“Sticks and stones may break my bones, but names can never hurt me!” was a trite riposte that – once upon a time – was taught to bullied children, in a misguided attempt to deflect deeply felt pain caused by unwanted personal labels. And being habitually referred to by names not of one’s own choice does hurt.
Some once-ubiquitous racial terms directed at certain ethnic groups, such as Chink (for Chinese), have now become unmentionable and – in some instances – unprintable: one immediately obvious epithet, formerly common parlance in North America, is the now literally life-changingly offensive “N word”.
For many of those whose world view is constructed from politically correct theoretical ideologies, racialist terminology is generally assumed – mistakenly – to be exclusively directed by “white people” against the rest.
Like most easy-to-digest metrics, nuance is lost in the process. But the opposite direction also contains many unattractive epithets.
Jap jung – literally “mixed species” – was formerly a common Cantonese term for Hong Kong’s Eurasian community. “Bastard” was another blunt and – it must be honestly admitted, not always unreasonable – label.
A common assumption was that obviously mixed-race children were illegitimate and thus, by definition, fatherless. In urban Hong Kong’s earliest years, racial mixing and illegitimacy were the same state of affairs, which made the term an accurate, if offensive, observation.
An inherently racist epithet normalised by constant use, gwei (sometimes rendered kwai) literally means “ghost” or “devil”.

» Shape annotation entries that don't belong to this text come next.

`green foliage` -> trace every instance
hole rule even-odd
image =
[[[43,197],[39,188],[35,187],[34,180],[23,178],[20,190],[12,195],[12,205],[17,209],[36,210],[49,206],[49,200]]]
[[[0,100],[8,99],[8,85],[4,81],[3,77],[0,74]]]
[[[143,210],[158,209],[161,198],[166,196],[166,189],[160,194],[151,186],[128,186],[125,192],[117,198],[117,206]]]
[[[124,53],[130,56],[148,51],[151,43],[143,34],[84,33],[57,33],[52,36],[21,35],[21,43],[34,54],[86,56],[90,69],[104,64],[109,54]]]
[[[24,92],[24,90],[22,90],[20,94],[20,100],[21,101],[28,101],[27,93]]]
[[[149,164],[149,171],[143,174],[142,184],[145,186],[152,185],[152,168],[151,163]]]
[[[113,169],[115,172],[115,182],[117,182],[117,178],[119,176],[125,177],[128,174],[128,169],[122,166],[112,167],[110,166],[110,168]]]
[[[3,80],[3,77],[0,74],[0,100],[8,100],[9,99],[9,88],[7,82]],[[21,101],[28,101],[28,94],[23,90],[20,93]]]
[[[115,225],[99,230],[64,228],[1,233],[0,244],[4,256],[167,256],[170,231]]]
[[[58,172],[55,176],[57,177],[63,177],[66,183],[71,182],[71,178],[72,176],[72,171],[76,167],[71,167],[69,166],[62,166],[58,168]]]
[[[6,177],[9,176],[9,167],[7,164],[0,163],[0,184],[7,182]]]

As epithets go, fan kwai (or fan kwae) is older and literally means “foreign devil”. It derives from the (still-standard) Cantonese reference to Chinese as humans and the rest as devils.
Fan kwai – much like gweilo today – was appropriated by long-term European residents and even forms the title of an entertaining, long-ago memoir, The ‘Fan Kwae’ at Canton Before Treaty Days: 1825-1844, published in 1882, by American trader William C. Hunter.
Among the rudest labels were deployed by those of mixed race, either towards Europeans or Asians. Local Portuguese, whether in Macau, Hong Kong, pre-liberation Shanghai or elsewhere on the China coast, referred to Portuguese from Portugal by a number of terms – some more complementary than others.
“Metropolitan” was the preferred polite label – though the Cantonese ngau sook (“cow stink”) predominated among the Macanese. And the Macanese, in the manner of intermediate groups, had preferred names of their own for those they considered generally below them, including os Chinesas (“the Chinese”) and Chino rico (“rich Chinamen”).
In Hong Kong, as elsewhere in pre-liberation China, Eurasians generally referred to Europeans as “the Pures”. An obvious comparative inference from this latter term was that many sadly regarded themselves as “the Tainted”, because of their diluted ethnic origins.
Depending on individual levels of personal confidence that the person using the terms possessed, the label could be ironic, defiant, sneering – or anything in between.
Another touchy term was directed towards those who aspired to European status in colonial and semi-colonial contexts. Those able to successfully palm themselves off as being without Asian ancestry were said to “pass”; those unable to do so ruefully said that they “couldn’t pass”.
On the Indian subcontinent, “half-caste”, along with “blackie-whitie” and “12 annas” (the Indian rupee formerly contained 16 annas, thus 12 annas represented three-quarters of the whole), were commonly deployed by Indians towards Anglo-Indians, as persons of mixed-race there were more politely termed.
In the Dutch East Indies (modern Indonesia) the mixed-race Indo community referred to those of entirely Dutch origin – or who looked that way – as totok.